Functional enrichment analysis

To study the biological mechanism of CRSRGP signature regulation, we performed Gene Ontology (GO) and Kyoto Encyclopedia of Genes and Genomes (KEGG) analyses using the R package “clusterProfiler” and the KOBAS database (22). We downloaded the pathway dataset c2.cp.kegg.v7.1.symbols from the Molecular Signatures Database and analyzed the pathway differences between the HRG and low-risk group (LRG) using the “fgsea” R package (23).

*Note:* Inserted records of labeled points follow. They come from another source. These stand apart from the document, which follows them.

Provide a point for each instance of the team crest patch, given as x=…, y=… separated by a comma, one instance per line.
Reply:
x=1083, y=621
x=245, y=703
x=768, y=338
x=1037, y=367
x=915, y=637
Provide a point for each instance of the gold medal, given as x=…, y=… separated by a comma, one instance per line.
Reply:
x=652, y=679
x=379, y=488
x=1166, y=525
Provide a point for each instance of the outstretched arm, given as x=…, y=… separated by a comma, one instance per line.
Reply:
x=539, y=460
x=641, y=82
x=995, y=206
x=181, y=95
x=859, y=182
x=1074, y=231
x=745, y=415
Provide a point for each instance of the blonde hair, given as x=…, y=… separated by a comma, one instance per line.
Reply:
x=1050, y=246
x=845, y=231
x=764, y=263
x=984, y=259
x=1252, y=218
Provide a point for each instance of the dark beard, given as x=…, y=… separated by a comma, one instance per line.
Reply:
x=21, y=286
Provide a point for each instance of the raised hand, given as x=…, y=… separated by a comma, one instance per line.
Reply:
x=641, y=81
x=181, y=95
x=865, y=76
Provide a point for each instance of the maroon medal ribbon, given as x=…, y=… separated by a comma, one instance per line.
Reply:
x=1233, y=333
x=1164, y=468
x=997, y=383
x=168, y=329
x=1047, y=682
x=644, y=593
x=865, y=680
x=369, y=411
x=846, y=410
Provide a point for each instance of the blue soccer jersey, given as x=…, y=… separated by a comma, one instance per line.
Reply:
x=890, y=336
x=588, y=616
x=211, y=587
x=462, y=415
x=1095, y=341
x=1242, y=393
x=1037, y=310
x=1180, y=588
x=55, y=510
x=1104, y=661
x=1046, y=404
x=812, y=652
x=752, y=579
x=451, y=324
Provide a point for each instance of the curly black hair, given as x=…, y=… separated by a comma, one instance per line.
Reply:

Analysis of immune infiltration and immune function

The R packages “ESTIMATE” and “CIBERSORT” were used to analyze the stromal score, immune score, and infiltration levels of 22 different immune cells in CRC patients (). Single-sample gene set enrichment analysis (ssGSEA) was performed using the “GSEABase” and “GSVA” R packages to quantify the regulation of immune function by 13 immune-related pathways (24). We assessed differences in the immune microenvironment between the HRG and LRG by the Wilcoxon test.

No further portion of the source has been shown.